Hermansky-Pudlak sendromu, ilk kez 1950'lerde adının verildiği iki Çek araştırmacısı tarafından tanınan bir albinizmin şeklidir. Hepsi azaltılmış pigmentasyon, kanama bozuklukları ve akciğer problemlerini içeren birkaç varyasyon vardır. Tedavi, hastayı rahat ettirmek için semptomların yönetimine odaklanır ve birkaç tıbbi alandaki danışmanları içerebilir. Hermansky-Pudlak sendromlu hastalarda, kalp, böbrek veya bağırsak problemleri de dahil olmak üzere ilave komplikasyonlar ortaya çıkabilir.
Bu durum resesif kalıtımla alınan genetik bir mutasyon ile ilişkilidir. İnsanlar Hermansky-Pudlak sendromunu ifade etmek için genin iki kopyasına ihtiyaç duyarlar ve aldığı form ilgili gendeki spesifik kodlama hatalarına bağlı olabilir. Albinizm olan diğer insanlar gibi, bu rahatsızlığı olan hastalarda değişen seviyelerde düşük pigmentasyon olabilir; Bazıları kahverengi saçlı ve gözlü olabilir, örneğin bazıları kremsi, soluk ve açık tenli olabilir. Ayrıca, albinizm komplikasyonlarıyla ilişkili görme problemleri de yaşarlar.

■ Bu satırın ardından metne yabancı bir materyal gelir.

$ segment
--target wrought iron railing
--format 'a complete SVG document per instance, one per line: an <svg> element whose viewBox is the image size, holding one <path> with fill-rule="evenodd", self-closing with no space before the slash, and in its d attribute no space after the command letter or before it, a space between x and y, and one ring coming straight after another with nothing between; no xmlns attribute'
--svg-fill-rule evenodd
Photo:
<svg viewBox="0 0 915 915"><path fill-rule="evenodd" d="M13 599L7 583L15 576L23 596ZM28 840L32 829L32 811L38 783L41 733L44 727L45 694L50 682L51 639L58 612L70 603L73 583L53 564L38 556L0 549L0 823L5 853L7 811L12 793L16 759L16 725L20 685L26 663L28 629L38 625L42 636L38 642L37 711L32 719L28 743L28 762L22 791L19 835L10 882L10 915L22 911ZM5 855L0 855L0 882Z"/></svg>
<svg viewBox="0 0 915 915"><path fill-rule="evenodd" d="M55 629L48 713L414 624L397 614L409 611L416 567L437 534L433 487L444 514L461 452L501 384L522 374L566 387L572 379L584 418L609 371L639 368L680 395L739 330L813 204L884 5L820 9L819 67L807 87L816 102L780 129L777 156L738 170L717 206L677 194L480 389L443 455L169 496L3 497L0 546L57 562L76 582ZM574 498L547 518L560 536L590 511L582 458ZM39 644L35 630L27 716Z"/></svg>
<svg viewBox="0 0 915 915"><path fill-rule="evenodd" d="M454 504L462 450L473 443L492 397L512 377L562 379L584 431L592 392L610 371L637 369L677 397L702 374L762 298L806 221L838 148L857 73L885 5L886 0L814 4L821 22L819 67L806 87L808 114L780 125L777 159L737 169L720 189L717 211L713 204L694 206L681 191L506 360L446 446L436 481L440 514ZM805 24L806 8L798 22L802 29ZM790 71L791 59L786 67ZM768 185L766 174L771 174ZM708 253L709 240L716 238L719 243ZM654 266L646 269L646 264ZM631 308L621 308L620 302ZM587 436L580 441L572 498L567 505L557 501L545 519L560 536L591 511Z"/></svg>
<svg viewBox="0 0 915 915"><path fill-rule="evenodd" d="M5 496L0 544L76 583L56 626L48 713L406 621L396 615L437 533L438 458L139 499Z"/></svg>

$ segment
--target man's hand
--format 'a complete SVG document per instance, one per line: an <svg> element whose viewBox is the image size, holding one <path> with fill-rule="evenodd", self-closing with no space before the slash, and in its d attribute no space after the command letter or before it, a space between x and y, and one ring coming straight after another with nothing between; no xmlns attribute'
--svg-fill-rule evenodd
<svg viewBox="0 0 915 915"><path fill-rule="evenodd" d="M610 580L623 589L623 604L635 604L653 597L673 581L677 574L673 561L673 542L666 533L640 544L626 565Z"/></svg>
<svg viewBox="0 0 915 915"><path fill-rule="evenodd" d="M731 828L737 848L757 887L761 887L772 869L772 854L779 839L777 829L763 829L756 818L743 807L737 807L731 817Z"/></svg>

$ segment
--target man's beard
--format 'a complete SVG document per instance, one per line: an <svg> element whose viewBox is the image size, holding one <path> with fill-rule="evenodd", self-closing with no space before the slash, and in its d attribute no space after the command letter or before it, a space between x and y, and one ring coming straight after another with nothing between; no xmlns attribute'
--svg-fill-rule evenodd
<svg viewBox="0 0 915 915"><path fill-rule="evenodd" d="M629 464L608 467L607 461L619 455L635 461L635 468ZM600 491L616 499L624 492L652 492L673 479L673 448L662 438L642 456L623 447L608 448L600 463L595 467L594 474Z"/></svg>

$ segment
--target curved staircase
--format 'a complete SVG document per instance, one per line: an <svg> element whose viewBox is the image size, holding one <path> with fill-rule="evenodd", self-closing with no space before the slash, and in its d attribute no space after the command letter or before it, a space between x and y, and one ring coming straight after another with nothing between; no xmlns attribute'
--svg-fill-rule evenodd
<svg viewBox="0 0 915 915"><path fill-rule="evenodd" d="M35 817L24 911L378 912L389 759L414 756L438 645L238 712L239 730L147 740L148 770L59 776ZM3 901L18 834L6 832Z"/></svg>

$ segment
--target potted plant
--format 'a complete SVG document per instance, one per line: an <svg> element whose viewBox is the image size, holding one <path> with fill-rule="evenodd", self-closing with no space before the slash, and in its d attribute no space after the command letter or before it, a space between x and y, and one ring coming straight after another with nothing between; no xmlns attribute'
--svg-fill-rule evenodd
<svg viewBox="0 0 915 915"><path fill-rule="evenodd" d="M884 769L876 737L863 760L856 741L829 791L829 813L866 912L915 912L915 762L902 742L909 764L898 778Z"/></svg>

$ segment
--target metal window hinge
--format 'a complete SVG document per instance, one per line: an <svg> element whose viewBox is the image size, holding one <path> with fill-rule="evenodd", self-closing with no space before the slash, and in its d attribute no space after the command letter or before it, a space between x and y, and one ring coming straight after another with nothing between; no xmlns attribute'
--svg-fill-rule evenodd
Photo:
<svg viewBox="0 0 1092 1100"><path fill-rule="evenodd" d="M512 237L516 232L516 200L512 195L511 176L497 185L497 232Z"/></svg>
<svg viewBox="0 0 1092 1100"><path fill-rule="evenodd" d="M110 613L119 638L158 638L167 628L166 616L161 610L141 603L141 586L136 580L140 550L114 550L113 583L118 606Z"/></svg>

Hermansky-Pudlak sendromlu hastalarda kanama bozuklukları gelişir çünkü trombositleri normal olarak pıhtılaşmaz. İnsanlar serbestçe kan akabilir ve kolayca yaralanabilir. Başlangıçta albinizm tanısı konan bir çocukta sık kanama ve morarma, hastanın Hermansky-Pudlak sendromuna sahip olabileceğinin bir işareti olabilir. Hastalar ayrıca, akciğerlerin zamanla yaralanıp kalınlaştığı pulmoner fibroz da geliştirebilir. Bu, kandaki mevcut oksijenin azalmasına yol açar.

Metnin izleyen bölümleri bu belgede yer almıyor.